Central Career & Technical School was a high school in Erie, Pennsylvania, in the United States. Originally named Central High School, it was the result of the merger of Academy High School and Technical Memorial High School after the conclusion of the 1992–1993 academic year when Academy closed. Around 1994, Central was renamed Central Tech.

The attendance was roughly 1,000 students, and offered 21 Career and Technical courses. The school's mascot was a Falcon. It was the Erie School District's regional vocational-technical school before it was renamed Erie High School, after the merger of Strong Vincent High School and East High School in 2017.
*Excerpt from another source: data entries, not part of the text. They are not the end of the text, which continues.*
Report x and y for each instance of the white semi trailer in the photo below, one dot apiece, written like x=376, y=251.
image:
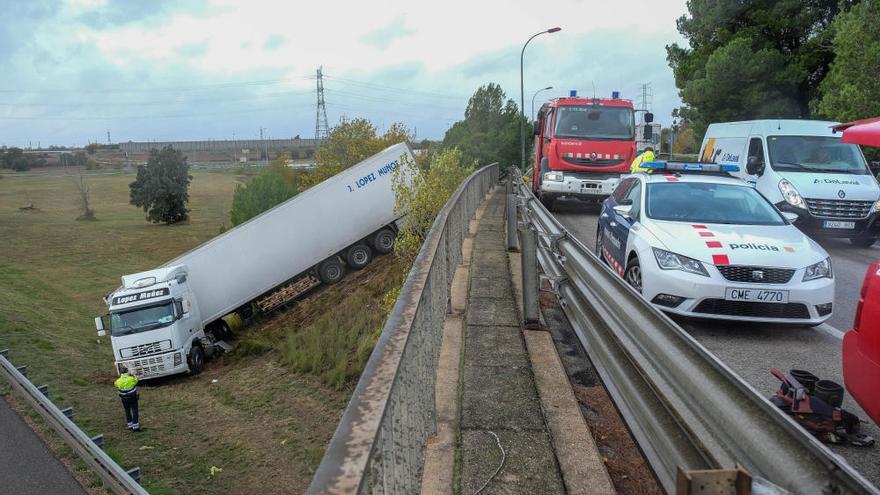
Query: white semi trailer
x=168, y=320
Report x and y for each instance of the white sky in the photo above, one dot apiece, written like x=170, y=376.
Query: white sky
x=72, y=70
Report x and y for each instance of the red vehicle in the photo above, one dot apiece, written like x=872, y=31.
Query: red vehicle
x=582, y=146
x=861, y=345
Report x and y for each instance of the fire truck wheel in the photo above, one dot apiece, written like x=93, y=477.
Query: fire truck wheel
x=358, y=256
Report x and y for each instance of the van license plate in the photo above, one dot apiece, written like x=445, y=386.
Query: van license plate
x=756, y=295
x=835, y=224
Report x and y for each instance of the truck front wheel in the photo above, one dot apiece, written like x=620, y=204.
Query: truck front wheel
x=196, y=360
x=383, y=241
x=331, y=271
x=358, y=256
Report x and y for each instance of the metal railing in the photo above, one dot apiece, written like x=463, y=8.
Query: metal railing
x=89, y=449
x=685, y=408
x=379, y=444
In 2017, Central Career & Technical School was renamed Erie High School when the School District of the City of Erie consolidated all of its high schools—with the exception of Northwest Pennsylvania Collegiate Academy. The original Academy High School closed in 1992, when the Erie School District merged it with what was then Technical Memorial High School, which was renamed Central High School in 1992. Central was renamed Central Career & Technical School in 2012.

==Earlier history==

When occupancy of newly built Academy High School was delayed in the fall of 1919, those students shared facilities with Central through June 1920.

==Soccer team==

The Central Tech soccer team, is an association football team. The Class of 2014 is the school's most successful, having won a share of the Region AAA title in District 10, during the 2013 season.

==Notable alumni==
- Fred Biletnikoff, former NFL wide receiver who is in the Pro Football Hall of Fame. The Fred Biletnikoff Award is given out yearly to college's best wide receiver.